Several more months later, my love of Google Maps had me looking at random towns in the United Kingdom, when I came upon a "Railway St" with no railway next to it.
"Crikey" - Me
My map had crossed the pond into the United Kingdom, and my map went from US Wide to Worldwide. A railroad line linking the Niagara Falls of New York & Ontario, Canada followed a short time later, and I had begun the search for abandoned railroads in three countries. I had the foresight to create a second layer for railroad lines outside North America, which is beneficial, given Google My Maps only allows 2,000 features per layer on their map. I've had to split the layers once again into short lines <13 miles just to keep pace with how many lines I've traced, and will need to split into another layer once again soon. 

As I grew more familiar with searching railfan websites for information, looking at historic maps, even reading some abandonment filings from the ICC and STB, my map was starting to come to fruition a bit. I'd found a Facebook group for abandoned railroad enthusiasts, and while I didn't do much photography, decided I'd justify my being in the group by showing them my abandoned railroads map. 

I could not possibly have expected how many people loved it. 


CROWDSOURCING:

I was overwhelmed by the response people had from the map. I wasn't expecting anyone to like the map, or perhaps someone would tell me I was crazy. Instead I got 685 likes on it! Even better, people were interested in adding and contributing to it, and posting their own knowledge of abandoned railroads, which was often outside my geographical knowledge base. Thus I was able to get the map to go from looking like this in May of 2017:

"Looks like a bunch of worms to me" - Internet commenter

To this:
50 States, 17 Countries, Over 80,000 Miles, and still nowhere near complete.


What had become a fun little side project had become a fun extremely large side project. Even so, it was somewhat contained to the railfan community until Atlas Obscura found it. Harvard University found the map as well. Once again I was overwhelmed with the response. I put my email address on the map so people could input their own lines to me, and about 100 or so people have done so, as of the time of this writing. I cannot thank you all enough for your interest and help!

I started blogging and created Forgotten Railways to help spread the word about abandoned railroads, ideally to a larger audience, who might be interested in learning about what once ran through their town, trace or no trace, or why a certain group of houses looks different than the rest of the block. It has truly been an amazing experience to be able to learn about abandoned railroads all across the world. 
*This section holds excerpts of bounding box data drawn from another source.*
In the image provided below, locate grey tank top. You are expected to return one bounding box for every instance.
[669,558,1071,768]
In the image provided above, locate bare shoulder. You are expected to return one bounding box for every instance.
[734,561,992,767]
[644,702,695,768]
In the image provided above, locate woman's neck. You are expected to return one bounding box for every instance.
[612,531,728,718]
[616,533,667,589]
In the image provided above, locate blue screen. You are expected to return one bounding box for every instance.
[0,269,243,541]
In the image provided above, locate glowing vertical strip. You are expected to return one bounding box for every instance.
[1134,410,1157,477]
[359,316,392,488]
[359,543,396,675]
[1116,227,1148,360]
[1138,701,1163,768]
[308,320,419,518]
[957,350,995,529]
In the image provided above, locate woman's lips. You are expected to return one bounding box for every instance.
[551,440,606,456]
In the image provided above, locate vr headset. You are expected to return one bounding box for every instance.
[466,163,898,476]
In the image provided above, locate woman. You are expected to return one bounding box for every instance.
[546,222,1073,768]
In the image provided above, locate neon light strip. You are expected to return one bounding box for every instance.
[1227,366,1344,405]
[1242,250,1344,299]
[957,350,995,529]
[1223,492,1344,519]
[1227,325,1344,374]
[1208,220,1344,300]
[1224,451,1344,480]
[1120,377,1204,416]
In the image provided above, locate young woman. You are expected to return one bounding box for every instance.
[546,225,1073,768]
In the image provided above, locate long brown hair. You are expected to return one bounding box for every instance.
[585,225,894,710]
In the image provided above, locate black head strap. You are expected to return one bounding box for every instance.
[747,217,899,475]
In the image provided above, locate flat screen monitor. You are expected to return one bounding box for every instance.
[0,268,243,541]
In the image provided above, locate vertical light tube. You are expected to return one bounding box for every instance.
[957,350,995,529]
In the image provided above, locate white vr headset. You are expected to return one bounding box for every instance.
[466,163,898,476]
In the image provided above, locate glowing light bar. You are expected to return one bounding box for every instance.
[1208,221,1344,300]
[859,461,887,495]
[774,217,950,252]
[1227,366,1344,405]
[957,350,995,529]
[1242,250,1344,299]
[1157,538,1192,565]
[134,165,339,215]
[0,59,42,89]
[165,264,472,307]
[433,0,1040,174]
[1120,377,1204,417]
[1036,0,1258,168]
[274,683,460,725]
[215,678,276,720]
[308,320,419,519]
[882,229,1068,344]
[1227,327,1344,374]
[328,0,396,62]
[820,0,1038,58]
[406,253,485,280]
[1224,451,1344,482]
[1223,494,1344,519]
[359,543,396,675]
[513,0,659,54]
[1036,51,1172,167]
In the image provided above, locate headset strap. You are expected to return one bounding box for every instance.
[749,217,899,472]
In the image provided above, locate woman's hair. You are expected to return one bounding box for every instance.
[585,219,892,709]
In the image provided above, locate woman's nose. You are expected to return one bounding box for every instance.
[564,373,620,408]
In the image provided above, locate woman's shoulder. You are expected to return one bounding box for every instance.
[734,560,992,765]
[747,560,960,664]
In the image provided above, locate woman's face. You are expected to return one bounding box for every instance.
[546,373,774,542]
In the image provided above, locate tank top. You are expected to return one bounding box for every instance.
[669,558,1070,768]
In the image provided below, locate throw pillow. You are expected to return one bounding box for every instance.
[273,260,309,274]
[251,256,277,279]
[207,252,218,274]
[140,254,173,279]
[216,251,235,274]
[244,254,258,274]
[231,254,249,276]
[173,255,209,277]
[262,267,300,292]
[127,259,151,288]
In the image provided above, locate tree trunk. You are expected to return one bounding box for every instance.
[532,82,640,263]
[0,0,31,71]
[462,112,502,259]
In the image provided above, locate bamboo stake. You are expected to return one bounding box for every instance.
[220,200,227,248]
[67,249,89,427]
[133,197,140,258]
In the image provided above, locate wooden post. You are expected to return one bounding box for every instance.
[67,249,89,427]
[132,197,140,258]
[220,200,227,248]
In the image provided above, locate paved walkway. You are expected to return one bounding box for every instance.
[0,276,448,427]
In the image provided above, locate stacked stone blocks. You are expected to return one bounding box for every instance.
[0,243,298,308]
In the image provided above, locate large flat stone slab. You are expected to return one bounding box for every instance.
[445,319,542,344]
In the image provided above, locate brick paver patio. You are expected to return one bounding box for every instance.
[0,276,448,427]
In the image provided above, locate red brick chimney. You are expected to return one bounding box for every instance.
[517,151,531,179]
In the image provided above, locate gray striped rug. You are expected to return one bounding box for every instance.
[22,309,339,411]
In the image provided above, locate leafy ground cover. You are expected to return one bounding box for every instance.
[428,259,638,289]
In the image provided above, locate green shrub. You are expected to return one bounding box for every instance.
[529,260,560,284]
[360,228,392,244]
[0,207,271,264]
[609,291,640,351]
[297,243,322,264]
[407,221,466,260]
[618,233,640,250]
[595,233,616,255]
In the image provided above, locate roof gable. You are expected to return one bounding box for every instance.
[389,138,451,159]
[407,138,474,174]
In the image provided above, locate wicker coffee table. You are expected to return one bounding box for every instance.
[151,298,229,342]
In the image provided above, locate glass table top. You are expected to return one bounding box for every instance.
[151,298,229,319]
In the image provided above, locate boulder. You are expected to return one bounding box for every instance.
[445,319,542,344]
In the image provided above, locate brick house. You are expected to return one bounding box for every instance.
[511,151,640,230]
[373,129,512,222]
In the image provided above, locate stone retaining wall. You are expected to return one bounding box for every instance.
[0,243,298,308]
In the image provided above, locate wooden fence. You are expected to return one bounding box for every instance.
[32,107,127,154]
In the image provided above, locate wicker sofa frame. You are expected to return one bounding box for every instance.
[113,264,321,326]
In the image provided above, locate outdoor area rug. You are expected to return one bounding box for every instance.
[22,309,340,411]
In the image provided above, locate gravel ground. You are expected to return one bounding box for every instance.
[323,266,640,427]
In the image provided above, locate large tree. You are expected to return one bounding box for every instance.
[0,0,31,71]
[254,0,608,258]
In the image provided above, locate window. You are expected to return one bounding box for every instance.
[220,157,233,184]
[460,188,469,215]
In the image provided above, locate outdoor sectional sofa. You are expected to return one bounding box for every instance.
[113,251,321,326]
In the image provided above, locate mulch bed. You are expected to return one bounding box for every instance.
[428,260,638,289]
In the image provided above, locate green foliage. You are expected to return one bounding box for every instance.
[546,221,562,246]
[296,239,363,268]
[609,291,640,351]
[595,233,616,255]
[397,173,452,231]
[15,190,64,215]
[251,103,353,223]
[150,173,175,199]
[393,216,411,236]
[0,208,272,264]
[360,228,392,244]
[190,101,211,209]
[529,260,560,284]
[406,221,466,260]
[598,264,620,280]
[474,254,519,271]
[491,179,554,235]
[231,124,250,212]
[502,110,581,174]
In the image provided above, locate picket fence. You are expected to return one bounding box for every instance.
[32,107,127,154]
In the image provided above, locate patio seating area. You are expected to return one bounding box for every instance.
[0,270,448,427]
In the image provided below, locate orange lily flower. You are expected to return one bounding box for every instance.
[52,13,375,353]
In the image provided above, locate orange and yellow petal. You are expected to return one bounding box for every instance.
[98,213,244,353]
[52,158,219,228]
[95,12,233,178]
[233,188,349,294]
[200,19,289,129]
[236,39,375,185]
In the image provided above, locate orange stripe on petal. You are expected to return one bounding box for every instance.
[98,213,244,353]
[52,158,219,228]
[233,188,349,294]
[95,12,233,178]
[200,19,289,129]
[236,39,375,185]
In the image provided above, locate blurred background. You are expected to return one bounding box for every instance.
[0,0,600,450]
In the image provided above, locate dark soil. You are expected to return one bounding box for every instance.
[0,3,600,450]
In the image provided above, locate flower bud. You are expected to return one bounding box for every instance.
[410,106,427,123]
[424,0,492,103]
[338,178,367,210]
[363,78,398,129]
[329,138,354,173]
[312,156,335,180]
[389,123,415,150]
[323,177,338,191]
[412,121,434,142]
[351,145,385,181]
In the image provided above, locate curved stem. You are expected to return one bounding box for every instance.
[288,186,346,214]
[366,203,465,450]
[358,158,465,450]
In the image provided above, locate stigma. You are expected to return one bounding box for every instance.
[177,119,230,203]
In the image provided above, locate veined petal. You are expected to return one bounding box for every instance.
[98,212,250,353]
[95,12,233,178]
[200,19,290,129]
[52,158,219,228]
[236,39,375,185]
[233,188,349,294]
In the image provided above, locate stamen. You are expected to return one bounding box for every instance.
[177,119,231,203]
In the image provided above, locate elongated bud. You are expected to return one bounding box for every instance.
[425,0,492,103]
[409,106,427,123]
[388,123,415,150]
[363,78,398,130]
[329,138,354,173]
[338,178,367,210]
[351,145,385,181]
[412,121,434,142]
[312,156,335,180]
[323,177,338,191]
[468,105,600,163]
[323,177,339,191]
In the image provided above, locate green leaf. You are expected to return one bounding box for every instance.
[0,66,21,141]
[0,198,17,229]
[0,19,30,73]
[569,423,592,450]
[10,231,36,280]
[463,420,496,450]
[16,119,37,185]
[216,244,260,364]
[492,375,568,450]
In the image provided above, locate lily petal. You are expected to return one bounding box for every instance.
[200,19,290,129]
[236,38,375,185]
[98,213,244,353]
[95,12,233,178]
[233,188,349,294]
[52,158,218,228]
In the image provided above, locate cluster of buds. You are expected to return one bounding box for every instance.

At the moment, I have mapped about 65% of the abandonments of the United States Railroad network, although even so, there is plenty more to find even in the Midwest. The map has grown to be larger than that of abandonedrails.com, and has a global perspective. As I try to provide links to outside resources as well as the owner(s) of the railroad when it ran, the map provides more contextual information than the abandoned lines of OpenRailwayMap.

SO WHAT'S NEXT?

The end goal of the project is one that will never be achieved. That is to map every railroad abandonment in the entire world. I have several ideas that we, together, can strive toward this goal together.

This blog and the map are two separate entities, even if they both ultimately help to inform others about railroad history and abandoments, but in my mind they are separate projects.

I would like to create an app which would allow users to view the map at their leisure, as well as alert them when they come in contact with an old right-of-way, and most importantly, allow them to add their own knowledge of the abandoned railroad network to help complete the network. Lack of programming knowledge and developing a quality control system are the two biggest setbacks to this end.

Additionally, I am trying to narrow down the scope of a book on abandoned railroads. I believe there is more than enough material to write one, it is just a matter of figuring out what material will entertain and inform a wider audience of the story of abandoned railroads.

As always, your contributions, suggestions, knowledge, and information is always welcome and appreciated!